Accuracy of Clinicians’ Prediction of Survival and Prognostic Factors Indicative of Survival: a Systematic Review

Full Article

M Zhou, L Holden, N Lao, H Lam, L Zeng, E Chow

Hong Kong J Radiol 2013;16:168-82

DOI: 10.12809/hkjr1313179

Objectives: To review the literature and examine the accuracy of clinicians’ prediction of survival as well as prognostic factors determined to be predictive of shorter survival in terminal cancer patients.

Methods: A literature search was conducted on MEDLINE (1 January 2000 to 29 July 2012), Embase (1 January 2000 to 22 July 2012), and Cochrane Database of Systematic Reviews (1 January 2005 to July 2012). Reference sections of relevant reviews were also examined for relevant articles. All studies examining the accuracy of prediction of survival and prognostic factors indicative of survival in patients with terminal cancer were selected. Descriptive statistics summarised the extracted data.
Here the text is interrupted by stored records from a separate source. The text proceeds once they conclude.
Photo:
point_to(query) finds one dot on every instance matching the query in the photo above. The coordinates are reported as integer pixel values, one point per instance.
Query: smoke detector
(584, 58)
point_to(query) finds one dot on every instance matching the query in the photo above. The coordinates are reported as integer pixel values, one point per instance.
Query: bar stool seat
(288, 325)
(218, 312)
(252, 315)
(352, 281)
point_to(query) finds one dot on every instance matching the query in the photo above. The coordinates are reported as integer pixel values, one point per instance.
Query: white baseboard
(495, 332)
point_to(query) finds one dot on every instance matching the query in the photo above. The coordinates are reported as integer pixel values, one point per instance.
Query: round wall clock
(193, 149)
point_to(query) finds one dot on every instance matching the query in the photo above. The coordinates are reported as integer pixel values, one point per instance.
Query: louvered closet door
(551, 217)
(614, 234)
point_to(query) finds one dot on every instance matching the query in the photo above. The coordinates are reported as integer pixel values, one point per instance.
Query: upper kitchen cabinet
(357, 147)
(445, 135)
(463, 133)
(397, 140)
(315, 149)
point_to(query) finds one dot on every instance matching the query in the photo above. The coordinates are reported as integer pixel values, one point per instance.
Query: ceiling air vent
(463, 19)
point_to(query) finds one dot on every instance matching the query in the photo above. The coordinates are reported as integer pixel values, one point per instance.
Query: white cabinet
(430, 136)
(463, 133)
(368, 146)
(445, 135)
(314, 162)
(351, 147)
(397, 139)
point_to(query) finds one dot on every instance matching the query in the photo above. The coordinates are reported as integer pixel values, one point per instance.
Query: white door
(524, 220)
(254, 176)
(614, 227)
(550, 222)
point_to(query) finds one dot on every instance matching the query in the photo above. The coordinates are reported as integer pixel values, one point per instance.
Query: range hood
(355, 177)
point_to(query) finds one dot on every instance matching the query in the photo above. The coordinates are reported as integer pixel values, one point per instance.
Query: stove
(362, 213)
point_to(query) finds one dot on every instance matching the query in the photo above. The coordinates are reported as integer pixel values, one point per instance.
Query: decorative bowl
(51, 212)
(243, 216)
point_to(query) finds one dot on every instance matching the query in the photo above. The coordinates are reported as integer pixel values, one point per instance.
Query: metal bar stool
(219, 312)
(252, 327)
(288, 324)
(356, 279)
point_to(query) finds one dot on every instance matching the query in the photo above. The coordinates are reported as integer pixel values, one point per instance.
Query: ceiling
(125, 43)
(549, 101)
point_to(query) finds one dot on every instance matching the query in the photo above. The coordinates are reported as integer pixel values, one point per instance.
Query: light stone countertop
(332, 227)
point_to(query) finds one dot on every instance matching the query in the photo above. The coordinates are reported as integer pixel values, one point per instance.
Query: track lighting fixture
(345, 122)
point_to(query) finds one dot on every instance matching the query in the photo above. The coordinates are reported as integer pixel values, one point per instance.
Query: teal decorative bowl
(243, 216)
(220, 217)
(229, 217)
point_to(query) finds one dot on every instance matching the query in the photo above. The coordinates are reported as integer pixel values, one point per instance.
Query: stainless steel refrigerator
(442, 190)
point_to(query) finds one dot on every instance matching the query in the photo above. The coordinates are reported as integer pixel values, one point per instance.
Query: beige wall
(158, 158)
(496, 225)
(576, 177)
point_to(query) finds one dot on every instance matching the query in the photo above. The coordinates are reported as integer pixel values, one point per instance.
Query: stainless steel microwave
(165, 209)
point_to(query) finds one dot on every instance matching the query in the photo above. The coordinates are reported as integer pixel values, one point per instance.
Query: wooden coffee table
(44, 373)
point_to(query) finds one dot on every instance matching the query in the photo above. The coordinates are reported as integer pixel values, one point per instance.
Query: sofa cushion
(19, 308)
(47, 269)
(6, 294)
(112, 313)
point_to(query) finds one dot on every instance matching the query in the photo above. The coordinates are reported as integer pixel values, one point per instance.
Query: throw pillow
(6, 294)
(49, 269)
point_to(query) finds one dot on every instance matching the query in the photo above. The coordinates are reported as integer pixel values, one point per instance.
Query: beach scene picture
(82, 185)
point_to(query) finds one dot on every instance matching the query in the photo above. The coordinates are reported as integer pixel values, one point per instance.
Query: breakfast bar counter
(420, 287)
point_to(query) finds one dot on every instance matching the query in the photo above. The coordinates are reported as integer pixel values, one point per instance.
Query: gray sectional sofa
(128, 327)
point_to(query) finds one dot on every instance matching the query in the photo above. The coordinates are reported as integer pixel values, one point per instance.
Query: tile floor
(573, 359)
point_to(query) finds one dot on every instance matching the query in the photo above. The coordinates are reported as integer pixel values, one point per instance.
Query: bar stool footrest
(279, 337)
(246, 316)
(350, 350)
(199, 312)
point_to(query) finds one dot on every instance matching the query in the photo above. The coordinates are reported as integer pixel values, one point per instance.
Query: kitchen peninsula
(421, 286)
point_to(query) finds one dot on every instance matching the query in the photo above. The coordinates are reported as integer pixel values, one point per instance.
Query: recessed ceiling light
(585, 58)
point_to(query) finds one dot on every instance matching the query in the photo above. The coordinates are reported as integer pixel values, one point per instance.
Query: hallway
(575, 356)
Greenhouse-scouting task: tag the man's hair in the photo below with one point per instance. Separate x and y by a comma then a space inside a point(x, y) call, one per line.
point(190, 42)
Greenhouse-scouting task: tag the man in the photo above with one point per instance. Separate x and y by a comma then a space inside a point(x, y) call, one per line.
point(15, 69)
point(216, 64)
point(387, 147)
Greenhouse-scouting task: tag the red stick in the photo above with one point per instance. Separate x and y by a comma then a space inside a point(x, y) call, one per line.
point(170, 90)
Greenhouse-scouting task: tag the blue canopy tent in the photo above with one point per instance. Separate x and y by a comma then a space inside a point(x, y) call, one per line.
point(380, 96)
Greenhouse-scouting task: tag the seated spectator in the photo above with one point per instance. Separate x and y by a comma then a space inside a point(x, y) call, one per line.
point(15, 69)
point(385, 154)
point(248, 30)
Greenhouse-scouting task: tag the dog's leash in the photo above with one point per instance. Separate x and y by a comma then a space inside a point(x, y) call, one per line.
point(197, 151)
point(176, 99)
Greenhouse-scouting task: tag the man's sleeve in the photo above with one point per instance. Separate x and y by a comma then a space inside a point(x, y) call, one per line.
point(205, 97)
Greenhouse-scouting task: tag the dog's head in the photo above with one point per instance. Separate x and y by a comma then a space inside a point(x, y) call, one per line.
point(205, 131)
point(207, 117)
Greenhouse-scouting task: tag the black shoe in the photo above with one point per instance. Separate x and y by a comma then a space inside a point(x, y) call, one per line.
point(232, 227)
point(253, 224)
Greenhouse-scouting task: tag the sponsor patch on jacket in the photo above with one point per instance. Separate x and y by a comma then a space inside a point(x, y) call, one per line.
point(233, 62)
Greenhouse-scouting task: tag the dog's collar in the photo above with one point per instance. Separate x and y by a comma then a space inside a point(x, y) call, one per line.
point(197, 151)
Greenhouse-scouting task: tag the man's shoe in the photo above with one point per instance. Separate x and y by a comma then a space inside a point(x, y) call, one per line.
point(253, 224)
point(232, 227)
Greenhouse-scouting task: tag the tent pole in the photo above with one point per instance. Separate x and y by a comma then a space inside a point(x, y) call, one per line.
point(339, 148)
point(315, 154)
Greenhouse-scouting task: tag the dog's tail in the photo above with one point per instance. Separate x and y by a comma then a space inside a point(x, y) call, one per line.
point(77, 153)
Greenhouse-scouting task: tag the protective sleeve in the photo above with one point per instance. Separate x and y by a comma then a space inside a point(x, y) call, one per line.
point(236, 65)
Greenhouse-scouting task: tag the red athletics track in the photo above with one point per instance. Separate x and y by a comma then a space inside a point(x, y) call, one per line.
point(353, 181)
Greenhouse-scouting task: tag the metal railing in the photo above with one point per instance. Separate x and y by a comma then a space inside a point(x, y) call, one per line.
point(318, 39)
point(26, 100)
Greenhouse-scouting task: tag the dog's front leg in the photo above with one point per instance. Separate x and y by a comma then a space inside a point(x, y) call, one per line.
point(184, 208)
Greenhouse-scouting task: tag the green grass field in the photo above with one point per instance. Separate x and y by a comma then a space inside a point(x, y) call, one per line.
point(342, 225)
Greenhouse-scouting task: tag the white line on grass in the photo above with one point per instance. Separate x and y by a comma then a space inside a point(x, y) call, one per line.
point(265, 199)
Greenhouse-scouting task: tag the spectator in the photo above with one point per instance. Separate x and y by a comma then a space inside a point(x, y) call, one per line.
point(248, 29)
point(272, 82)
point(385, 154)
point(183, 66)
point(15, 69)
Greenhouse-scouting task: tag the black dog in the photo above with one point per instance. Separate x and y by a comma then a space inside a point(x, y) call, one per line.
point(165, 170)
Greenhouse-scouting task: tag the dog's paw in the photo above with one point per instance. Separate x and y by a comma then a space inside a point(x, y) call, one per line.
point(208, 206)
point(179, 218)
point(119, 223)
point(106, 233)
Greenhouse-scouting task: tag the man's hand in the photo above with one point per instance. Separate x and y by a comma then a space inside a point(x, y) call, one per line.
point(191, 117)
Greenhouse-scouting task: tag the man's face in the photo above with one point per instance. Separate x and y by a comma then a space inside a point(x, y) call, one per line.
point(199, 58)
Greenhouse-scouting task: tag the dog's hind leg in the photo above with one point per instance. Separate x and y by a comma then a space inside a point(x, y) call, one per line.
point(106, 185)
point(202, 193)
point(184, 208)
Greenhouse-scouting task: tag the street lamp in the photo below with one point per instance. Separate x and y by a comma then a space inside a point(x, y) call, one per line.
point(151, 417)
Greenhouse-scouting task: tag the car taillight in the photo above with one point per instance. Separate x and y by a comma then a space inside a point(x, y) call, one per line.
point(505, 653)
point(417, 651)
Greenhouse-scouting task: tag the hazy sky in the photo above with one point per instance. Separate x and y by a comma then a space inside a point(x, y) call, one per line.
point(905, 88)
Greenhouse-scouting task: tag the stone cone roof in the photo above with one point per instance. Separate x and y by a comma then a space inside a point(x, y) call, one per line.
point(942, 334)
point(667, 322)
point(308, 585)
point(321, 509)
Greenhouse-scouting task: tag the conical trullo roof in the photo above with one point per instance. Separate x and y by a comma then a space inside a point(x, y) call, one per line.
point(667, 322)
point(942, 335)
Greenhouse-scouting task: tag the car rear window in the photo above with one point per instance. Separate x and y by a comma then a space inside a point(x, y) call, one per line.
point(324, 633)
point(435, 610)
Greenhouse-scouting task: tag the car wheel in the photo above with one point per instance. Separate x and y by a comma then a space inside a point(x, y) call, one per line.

Results: A total of 85 studies published from 1972 to July 2012 with a study cohort of 30 to 6066 patients were identified. Clinicians’ prediction of survival correlated with patient’s actual survival, but the predictions tended to be too optimistic. The ability of varying health care professionals to estimate survival was contradictory among different studies. Some studies noticed those with more experience with terminal cancer patients were better able to predict an accurate estimation, whereas others concluded that there was no difference. The estimations were also more accurate during short-term time ranges such as the ‘horizon effect’. Only a few assessment tools to assist in predicting the remaining duration of survival in patients were validated. A variety of prognostic factors between studies were identified, but the factors were not validated nor any instruments created.

Conclusion: Demographic information and clinical symptoms can assist in determining the remaining duration of survival of terminal cancer patients. Assessment tools should be convenient and not a burden for the patient as the goal of palliative care is to maintain or improve the quality of life as much as possible. Even with the application of instruments to formulate a prediction, error cannot be completely eliminated. Physicians should warn the patient and their family of the uncertainty of the predictions.

 

中文摘要

臨床醫生預測生存期的準確度及預後因素:系統性綜述

M Zhou, L Holden, N Lao, H Lam, L Zeng, E Chow

目的:回顧文獻並調查臨床醫生對晚期癌症患者生存期的預測準確度及較短生存期的預後因素。

方法:文獻檢索MEDLINE(2000年1月1日至2012年7月29日)、Embase(2000年1月1日至2012年7月22日)和Cochrane系統評價數據庫(2005年1月1日至2012年7月)的資料,並一併回顧所選取文獻中的參考文獻資料。選取所有調查晚期癌症患者生存期的預測準確度及預後因素的研究。描述性統計總結提取的數據。

結果:共發現於1972年到2012年7月期間發表,病人數目從30至6066名不等的85項隊列研究。將臨床醫生預測的生存期與病人實際生存期做相關性分析,發現預測往往過於樂觀。不同醫療保健專家對不同研究中生存期的估計存在矛盾。一些研究發現在晚期癌症患者方面經驗更豐富的臨床醫生能更準確地預測生存期,而另外一些研究得出的結論是兩者並無差異。此外,在短時間範圍內的估計也會更準確。用作幫助預測患者生存的剩餘期限的評估工具中,只有少數得到驗證。研究中找出了各種預後因素,但這些因素並未得到證實,也沒有創立任何預測工具。

結論:人口統計學的資料和臨床症狀可協助確定晚期癌症患者的剩餘生存時間。由於姑息治療的目的是盡可能維持或改善病人生活質素,所以評估工具應以方便為主,而不是加重病人的負擔。即使應用預測工具來預測病人生存期,亦不可能完全沒有錯誤。醫生應提醒患者及其家屬預測生存期的不確定性。